Armaan does not receive the well he wanted and sits in despair. He and Muskaan try to tell the police inspector about the well that was 'stolen', but the inspector finds the story rather silly and is even stubborn enough to not listen to what they have to say. Disturbed, Armaan and Muskaan launch a protest with several villagers against the police inspector, later on to the justice minister, where the minister punishes the inspector for his slack behaviour. The inspector, realising his mistakes and behaviour, then starts to approach the people in a more orthodox way. The justice minister then allows the government people to build the well for the villagers and punishes them all, for not doing what they are supposed to do.

With the drought problem solved, Armaan decides that Muskaan should marry an Arab sheikh. Muskaan does not accept her father's offer and even has an argument about it. The issue is even more heated when she receives a letter from her friend, Sakina, which involved her getting beat up by her sheikh husband and getting kicked out, shocking Armaan and Sakina's mother. Disturbed, Armaan then decides that Muskaan should marry Arif, much to her delight. With the two of Armaan's problems solved, he ends his story at an awards ceremony, which in his perspective was a 'big drama', as the stage literally collapsed, delighting people. With his employer convinced, he then allows Armaan to work for him again.

==Production==
BIG Pictures and Reliance BIG Entertainment Ltd collaborated with director Shyam Benegal to bring "a satirical comedy 'Well Done Abba' on the celluloid". The film was shot at Film City, Mumbai, the Mumbai–Pune Expressway, Ramoji Film City and Ibrahimpatnam near Hyderabad.

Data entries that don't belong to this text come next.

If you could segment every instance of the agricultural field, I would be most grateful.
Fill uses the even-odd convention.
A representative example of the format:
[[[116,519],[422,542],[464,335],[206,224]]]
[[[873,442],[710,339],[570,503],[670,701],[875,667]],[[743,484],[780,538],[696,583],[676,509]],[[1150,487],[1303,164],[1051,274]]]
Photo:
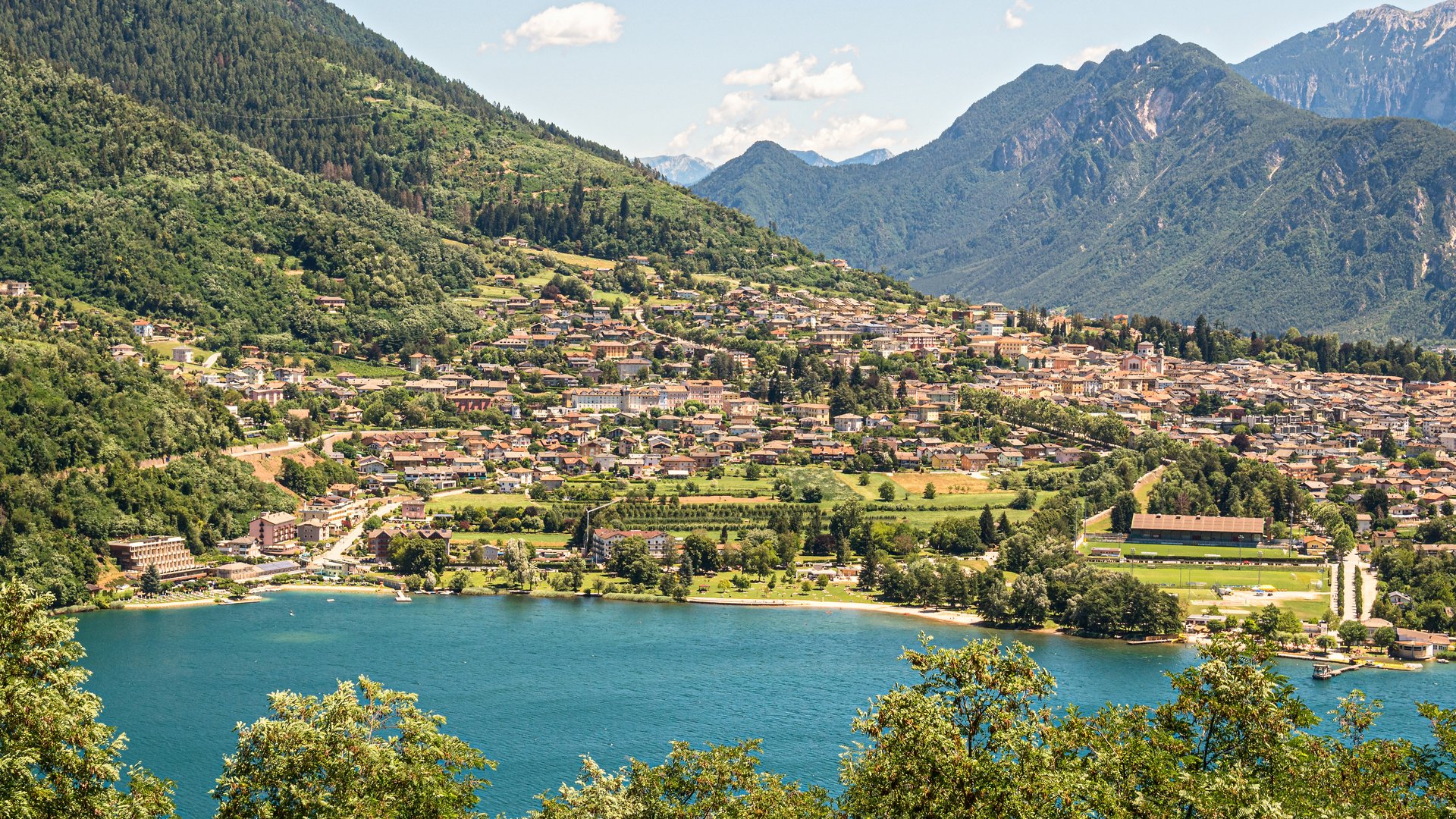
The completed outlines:
[[[365,379],[403,379],[408,373],[399,367],[392,367],[389,364],[374,364],[370,361],[361,361],[358,358],[341,358],[338,356],[323,356],[312,354],[314,367],[322,361],[329,363],[328,370],[317,370],[317,375],[333,375],[333,373],[354,373]]]
[[[529,495],[498,495],[498,494],[472,494],[463,493],[459,495],[448,495],[434,498],[425,504],[425,513],[434,514],[437,512],[450,512],[451,509],[504,509],[507,506],[531,506],[533,501]],[[540,504],[545,506],[545,504]]]
[[[494,544],[496,541],[523,541],[540,548],[561,548],[571,539],[569,532],[456,532],[451,544]]]
[[[1124,558],[1182,558],[1182,560],[1200,560],[1200,558],[1219,558],[1219,560],[1289,560],[1289,561],[1307,561],[1319,563],[1318,558],[1302,555],[1293,549],[1287,548],[1255,548],[1255,546],[1213,546],[1213,545],[1198,545],[1198,544],[1118,544],[1118,542],[1098,542],[1088,541],[1082,548],[1083,554],[1089,554],[1092,546],[1121,546]]]
[[[1169,589],[1273,586],[1280,592],[1326,592],[1329,587],[1329,573],[1324,567],[1112,563],[1099,568],[1125,571],[1143,583]]]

Vihir Chorila Geli, a Marathi film, in based on similar story starring Laxmikant Berde and Ashok Saraf.

==Soundtrack==

Well Done Abbas music is by Shantanu Moitra and the main promotional song "Jab Bhi Muh Kholta" was composed by Vishal Khurana. The lyrics are penned by Ashok Mishra, Swanand Kirkire and Ila Arun.

Tracklist
| No. | Title | Lyrics | Singer(s) | Length |
|---|---|---|---|---|
| 1. | "Meri Banno Hoshiyar" | Ila Arun | Ila Arun & Daniel George | 03:32 |
| 2. | "Hum Toh Apni Bawdi Lenge" | Ashok Mishra | Mohit Chauhan & Swanand Kirkire | 03:32 |
| 3. | "Sandesa Sandesa" | Swanand Kirkire | Shreya Ghoshal & Rupankar | 05:14 |
| 4. | "Rahiman Ishq Ka Dhaga Re" | Ashok Mishra | Raghav & Raja Hasan | 05:59 |
| 5. | "Pani Ko Taraste" | Ashok Mishra | Krishna Beura & Raja Hasan | 05:34 |
| Total length: |  |  |  | 23:51 |

Promotional Song
| No. | Title | Lyrics | Music | Singer(s) | Length |
|---|---|---|---|---|---|
| 1. | "Jab Bhi Muh Kholta" | Ashok Mishra | Vishal Khurana | Ila Arun & Boman Irani |  |

==Critical reception==
The film received favourable reviews from top critics in India. Anupama Chopra of NDTV writes, "The end result is that Well Done Abba is heart-felt and intermittently funny." Nikhat Khazmi of the Times of India writes "The film is a sheer delight, with the events unfolding in a breezy, comic vein which keeps the ribs relentlessly tickling". Vinayak Chakravorty of Mail Today gave it three stars.